In pursuit of his continuing interest in human development, James became a founding member and active participant in a series of semi-annual meetings of the highly experimental International School of Ignorance in the period 1994-1997 -- notably involving the editors of the Encyclopedia. He facilitated the participation of Bronislav Vinogrodsky (author of The Way of Tea), an extraordinary Russian scholar of Chinese culture and practitioner of Taoism and the tea ceremony -- founder of the Moscow Club of Tea Culture (an interest that resonated with those of James as a connoisseur of tea). His own participation was especially valued for his capacity to focus through pointed questions on essentials. He also participated in a related School of Unknowing.
It might be said that the personal tragedy of James derived from his Anglo-Irish origins. As a consequence he was too "Anglo" to be welcome in a politicized Ireland -- especially as a descendent of the Duke of Wellington.
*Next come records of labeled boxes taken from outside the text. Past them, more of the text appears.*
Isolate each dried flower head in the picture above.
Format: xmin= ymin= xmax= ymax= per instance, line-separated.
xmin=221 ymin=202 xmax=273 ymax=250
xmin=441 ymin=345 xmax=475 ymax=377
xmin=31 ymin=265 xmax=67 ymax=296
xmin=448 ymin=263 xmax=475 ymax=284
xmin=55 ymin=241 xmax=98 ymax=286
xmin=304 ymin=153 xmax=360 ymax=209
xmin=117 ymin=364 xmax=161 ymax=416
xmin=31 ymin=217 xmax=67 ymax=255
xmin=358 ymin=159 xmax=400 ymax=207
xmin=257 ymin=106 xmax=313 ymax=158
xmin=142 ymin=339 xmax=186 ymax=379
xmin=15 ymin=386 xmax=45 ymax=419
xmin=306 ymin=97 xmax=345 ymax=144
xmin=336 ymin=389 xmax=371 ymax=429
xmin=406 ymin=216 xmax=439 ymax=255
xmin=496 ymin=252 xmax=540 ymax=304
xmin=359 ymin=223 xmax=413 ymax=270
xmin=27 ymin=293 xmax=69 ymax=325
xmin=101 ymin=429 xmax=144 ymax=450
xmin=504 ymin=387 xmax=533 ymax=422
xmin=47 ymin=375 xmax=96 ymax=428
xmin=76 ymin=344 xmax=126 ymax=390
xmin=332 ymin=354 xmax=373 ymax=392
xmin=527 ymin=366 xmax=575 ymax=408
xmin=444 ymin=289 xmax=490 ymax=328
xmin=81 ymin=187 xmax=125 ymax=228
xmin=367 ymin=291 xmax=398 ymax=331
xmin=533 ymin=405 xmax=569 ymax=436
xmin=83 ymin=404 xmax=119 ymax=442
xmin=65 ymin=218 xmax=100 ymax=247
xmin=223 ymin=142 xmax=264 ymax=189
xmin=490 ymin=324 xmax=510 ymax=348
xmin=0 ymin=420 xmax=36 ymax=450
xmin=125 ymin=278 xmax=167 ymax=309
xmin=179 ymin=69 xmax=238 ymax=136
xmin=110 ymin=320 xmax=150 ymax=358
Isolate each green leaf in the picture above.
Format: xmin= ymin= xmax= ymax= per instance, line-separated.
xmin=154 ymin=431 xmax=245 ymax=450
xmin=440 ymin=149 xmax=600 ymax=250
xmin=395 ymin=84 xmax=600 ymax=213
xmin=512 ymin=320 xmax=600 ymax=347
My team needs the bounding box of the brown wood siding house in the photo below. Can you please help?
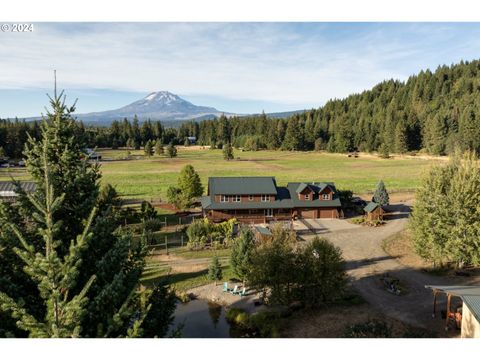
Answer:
[201,177,341,224]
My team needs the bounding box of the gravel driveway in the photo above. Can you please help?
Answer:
[302,204,468,331]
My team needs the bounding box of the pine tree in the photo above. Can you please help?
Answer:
[177,165,203,206]
[230,229,255,282]
[167,165,203,209]
[143,140,153,157]
[0,153,96,337]
[372,180,390,206]
[282,118,304,151]
[223,143,234,161]
[410,152,480,268]
[155,139,165,156]
[0,89,174,337]
[167,142,177,158]
[208,256,222,285]
[395,121,407,154]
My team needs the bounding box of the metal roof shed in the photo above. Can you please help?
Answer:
[425,285,480,338]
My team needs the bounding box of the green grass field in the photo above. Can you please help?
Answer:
[98,149,442,199]
[0,147,442,200]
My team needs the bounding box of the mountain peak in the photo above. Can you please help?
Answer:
[77,91,232,121]
[143,91,185,104]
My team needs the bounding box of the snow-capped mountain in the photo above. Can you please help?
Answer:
[77,91,233,123]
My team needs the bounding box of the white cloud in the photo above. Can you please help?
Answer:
[0,23,479,109]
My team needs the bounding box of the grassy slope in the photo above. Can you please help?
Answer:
[0,148,438,200]
[102,150,431,199]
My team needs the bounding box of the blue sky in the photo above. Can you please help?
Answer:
[0,23,480,117]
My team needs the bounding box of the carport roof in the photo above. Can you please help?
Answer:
[425,285,480,322]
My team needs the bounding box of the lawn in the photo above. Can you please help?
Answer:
[0,147,440,200]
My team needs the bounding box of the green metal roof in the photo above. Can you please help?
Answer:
[363,201,380,212]
[425,285,480,322]
[208,176,277,195]
[201,177,342,210]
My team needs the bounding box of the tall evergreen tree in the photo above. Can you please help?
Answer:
[230,228,255,282]
[143,140,153,157]
[155,139,165,156]
[395,121,407,154]
[410,152,480,268]
[0,90,174,337]
[167,142,177,158]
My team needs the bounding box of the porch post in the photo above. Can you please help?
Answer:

But, imbued as he was, to the highest degree, with the Irish intuitive understanding of place and Celtic magic, what he experienced as most essential did not make him fully credible to the "English", having lived and farmed by one of the most magical places in Ireland: Loch Gur (Co. Limerick). The Celtic triple spiral -- logo of Mankind 2000, open to various interpretations -- was one consequence. James had a romantic streak. Just before committing himself to the discipline of a Zen monastery, he received a telegram -- "I am out" -- from Trinette (a former girl friend), who had been a Catholic nun for 14 years. They were married soon after.
James came to see the mother/child relationship as being the most natural union of humanity throughout the world at large – trans-tribal, trans-national, trans-cultural, trans-faith – namely central to the extension of the family embrace from the nuclear to the global community.
His last initiative, prior to Easter 2007, when his infirmity became more evident, was proposed under the title Mum’s The Word. This was for a silent demonstration over the Easter period, by mothers in particular and others in general, protesting the current wanton devaluation and destruction of all forms of Life, including that of the human species, and proposing the provision of genuine mediational services in all circumstances of conflict whatever the scale. The demonstration was to involve the wearing of black armbands in mourning -- with the observation of silence as the most telling communication of disaffection.
James was a wonderfully steadfast friend. He will be sorely missed. His legacy is far from negligible or fully manifest -- and remains an inspiration.